Siyaset arenasında daha önce faal olarak çalışmış, belli bir aradan sonra tekrar bu işe soyunmaya kalkışan ve bu arenada yeni taze bir kanla, boy göstermeye çalışan, farklı düşünce tarzlarıyla halkın desteğini arkalarına alaraktan ipi göğüslemek isteyenler, dün olduğu gibi bu günde ortaya çıkmaktadırlar. Gazete sayfalarındaki söylemlerine bakıldığı zaman, klasik bir söylemin dışına çıkılmadığını görürüz. Bu söylemler: oylarınıza talibim beni seçip bana bu görevi layık görürseniz seçildiğim andan itibaren, siyasi hayatım boyunca gece gündüz, hangi saate olursa olsun hizmetinizdeyim size hizmet etmekten gurur duyarım gibi kronikleşmiş laflarla bizleri her seferinde avutmaya devam ederler. Biz halk olarak ya o kişinin hitabet gücünün verdiği tesire, yâda gerçekleşmesi mümkün olmayan kendisinin bile yapacağına inanmadığı vaatlerine kanıyoruz.

Yüce Allah kuranı kerimde şöyle buyurmaktadır:’’ey iman edenler! Yapamayacağınız şeyleri niçin söylüyorsunuz? Yapamayacağınız şeyleri söylemeniz, Allah katında büyük bir nefretle karşılanır.
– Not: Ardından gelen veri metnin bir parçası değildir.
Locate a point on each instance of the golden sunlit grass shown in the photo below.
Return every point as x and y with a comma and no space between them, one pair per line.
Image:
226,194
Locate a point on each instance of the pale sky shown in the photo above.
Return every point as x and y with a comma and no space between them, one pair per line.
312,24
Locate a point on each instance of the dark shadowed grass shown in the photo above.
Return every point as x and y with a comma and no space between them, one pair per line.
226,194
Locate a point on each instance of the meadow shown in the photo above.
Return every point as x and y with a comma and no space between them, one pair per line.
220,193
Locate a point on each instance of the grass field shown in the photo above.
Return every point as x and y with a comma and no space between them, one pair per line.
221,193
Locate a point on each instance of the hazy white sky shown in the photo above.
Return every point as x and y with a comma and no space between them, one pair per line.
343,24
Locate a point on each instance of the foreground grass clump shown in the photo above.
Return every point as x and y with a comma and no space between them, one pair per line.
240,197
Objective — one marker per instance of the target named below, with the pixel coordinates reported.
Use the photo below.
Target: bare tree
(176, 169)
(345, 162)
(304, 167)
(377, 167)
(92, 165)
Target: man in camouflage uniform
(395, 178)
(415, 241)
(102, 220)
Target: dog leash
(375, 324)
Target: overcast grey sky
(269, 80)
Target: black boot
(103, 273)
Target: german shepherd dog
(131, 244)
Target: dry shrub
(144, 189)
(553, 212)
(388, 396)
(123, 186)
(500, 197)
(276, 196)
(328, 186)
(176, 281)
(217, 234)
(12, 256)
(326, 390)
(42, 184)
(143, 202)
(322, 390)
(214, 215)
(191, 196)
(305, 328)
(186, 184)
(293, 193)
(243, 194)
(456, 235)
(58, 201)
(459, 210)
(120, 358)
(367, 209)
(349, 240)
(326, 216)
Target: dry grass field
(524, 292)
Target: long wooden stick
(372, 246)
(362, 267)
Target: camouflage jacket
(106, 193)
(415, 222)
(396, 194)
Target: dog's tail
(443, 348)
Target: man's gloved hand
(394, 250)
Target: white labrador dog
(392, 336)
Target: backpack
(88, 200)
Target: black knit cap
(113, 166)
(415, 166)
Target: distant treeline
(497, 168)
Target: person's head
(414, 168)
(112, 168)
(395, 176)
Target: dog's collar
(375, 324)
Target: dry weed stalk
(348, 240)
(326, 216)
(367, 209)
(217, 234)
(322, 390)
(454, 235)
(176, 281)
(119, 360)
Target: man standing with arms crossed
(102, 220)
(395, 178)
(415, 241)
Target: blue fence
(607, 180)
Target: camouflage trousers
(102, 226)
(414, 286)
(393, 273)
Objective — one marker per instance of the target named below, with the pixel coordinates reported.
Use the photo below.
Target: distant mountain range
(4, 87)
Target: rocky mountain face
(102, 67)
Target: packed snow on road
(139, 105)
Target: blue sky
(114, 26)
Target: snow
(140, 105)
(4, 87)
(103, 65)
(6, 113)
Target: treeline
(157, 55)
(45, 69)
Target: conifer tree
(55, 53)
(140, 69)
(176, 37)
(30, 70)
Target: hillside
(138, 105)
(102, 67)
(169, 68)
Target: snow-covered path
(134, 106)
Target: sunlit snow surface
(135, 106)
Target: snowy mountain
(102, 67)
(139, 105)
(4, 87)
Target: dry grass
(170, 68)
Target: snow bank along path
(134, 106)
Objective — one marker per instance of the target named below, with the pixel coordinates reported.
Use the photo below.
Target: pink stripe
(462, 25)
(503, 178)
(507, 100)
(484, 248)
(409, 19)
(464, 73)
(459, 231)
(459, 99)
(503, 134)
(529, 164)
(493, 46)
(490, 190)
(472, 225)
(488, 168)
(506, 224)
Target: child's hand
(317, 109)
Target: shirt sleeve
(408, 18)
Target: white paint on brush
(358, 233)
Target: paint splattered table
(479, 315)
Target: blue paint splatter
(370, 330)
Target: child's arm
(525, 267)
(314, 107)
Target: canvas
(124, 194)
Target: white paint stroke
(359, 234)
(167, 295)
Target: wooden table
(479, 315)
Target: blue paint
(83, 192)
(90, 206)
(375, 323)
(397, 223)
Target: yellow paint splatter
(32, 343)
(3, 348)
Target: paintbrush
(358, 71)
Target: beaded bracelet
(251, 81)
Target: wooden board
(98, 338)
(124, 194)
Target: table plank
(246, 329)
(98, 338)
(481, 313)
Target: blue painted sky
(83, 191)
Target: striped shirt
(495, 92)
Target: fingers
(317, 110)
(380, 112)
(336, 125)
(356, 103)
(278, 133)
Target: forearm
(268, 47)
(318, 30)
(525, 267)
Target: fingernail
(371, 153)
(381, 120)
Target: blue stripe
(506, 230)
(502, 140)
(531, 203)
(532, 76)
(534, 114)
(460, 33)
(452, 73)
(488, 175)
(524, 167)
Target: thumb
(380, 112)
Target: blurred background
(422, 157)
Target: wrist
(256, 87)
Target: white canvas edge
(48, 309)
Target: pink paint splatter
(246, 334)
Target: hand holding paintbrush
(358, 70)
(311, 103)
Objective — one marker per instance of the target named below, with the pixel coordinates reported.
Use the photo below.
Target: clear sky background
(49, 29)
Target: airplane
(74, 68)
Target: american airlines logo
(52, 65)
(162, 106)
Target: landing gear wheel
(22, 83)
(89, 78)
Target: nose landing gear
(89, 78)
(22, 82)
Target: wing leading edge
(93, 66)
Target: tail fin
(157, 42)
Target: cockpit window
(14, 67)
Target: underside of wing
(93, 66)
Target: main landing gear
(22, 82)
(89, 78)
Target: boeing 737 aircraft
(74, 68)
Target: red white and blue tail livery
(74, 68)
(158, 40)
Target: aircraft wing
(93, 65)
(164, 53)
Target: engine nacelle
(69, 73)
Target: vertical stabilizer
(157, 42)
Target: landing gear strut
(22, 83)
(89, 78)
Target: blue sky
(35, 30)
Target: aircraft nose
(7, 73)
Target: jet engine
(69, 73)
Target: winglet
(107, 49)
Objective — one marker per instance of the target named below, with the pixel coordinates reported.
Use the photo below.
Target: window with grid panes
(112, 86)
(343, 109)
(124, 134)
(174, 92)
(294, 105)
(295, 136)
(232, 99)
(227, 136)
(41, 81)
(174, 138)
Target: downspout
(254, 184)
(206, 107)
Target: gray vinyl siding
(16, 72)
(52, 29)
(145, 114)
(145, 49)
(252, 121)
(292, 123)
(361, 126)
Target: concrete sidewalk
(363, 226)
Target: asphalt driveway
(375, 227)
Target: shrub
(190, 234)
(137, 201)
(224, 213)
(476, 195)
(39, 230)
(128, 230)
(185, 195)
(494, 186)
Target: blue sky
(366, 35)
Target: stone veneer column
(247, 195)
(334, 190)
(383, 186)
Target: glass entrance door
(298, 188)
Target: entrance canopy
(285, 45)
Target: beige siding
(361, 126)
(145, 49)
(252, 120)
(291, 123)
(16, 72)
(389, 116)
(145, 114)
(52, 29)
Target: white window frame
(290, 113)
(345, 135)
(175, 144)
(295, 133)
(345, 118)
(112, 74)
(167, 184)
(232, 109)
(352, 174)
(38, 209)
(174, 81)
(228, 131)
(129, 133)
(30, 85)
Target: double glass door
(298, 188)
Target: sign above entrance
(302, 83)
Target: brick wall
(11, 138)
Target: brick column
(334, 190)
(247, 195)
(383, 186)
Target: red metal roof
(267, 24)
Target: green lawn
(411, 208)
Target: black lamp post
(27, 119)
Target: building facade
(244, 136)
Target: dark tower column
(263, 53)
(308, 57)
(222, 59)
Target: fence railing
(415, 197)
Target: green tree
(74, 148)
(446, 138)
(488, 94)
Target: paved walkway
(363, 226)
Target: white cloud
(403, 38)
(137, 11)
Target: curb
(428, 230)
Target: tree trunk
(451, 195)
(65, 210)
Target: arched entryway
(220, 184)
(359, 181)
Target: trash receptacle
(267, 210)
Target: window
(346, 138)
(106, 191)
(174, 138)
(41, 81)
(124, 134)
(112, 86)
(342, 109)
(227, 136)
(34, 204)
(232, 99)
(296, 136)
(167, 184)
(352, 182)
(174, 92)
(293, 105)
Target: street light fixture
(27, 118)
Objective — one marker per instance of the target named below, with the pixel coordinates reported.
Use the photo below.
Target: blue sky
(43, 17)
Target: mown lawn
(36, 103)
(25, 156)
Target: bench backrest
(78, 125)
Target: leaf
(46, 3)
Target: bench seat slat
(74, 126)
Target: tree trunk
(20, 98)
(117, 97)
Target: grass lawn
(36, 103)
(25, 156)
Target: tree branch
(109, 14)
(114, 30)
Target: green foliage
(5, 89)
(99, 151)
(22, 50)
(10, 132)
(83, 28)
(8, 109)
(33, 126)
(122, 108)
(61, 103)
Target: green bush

Saf süresi

Onlar söyleyip gerçekleştirmedikleri vaatleri unutabilirler, öyle bir vaatte bulunmadık da diyebilirler. Ama biz halk olarak birey olarak asla unutmaz ve başka bir seferde de hatırlatmayı iyi biliriz. Bir halkı temsil etmek halkın öncülüğüne talip olmak kolay olmasa gerek, çünkü halkı temsil etmek, halktan biri olmak halkın isteklerini yerine getirmek, halkın olduğu yerde bulunmaktır. Liderliğe soyunan birinin öncelikle oy veren vermeyen ayırımı yapmadan hizmet aşkıyla yanıp tutuşması lazım. Koltuğunu korumak yâda koltuğa sahip olmak için halkın arasına gir, istediğini al git, sonra halk ta kendi yağında kavrulsun. Siyaset arenası mankenlerin boy gösterdiği yer gibi boy gösterme yeri değildir. Bizim boy posunuzu görmeye ihtiyacımız yok, hizmete, sıkıntılarımızın giderilmesine, bize ön ayak olmanıza ihtiyacımız vardır.

Peygamberimiz(s.a.v) şöyle buyurmaktadır:’’bir kimse din kardeşinin rahata kavuşması veya sıkıntıdan kurtulması için hükümet adamlarına gidip uğraşırsa, kıyamette sırat köprüsünden, herkesin ayakları kaydığı zaman, allah’u Teâlâ onu süratle geçirir.

Halkımız artık uyandı kimlerin kendilerine hizmet edip, kimlerin etmeyeceğini, sadece seçim zamanlarında ortaya çıkıp sonra birden ortadan kaybolanları çok iyi biliyor. Halkın sırtından geçiniyor, halka sırtını dönüyorsan bunun adı nankörlük halk aldatma olur. Buradan siyasete soyunan tüm adaylara sesleniyorum: bir halkın derdine derman olabilecek, sıkıntılarını çözebilecek bilgi ve birikime sahip değilseniz, halkın sıkıntılarını ve beklentilerini dile getirme adına elinizi masaya vurabilecek cesaret ve yüreğe sahip değilseniz lütfen bu işten vazgeçin, hem itibarınızı kaybetmezsiniz hem de halkın başına yük olmaktan kurtulursunuz. Allah’a emanet olun.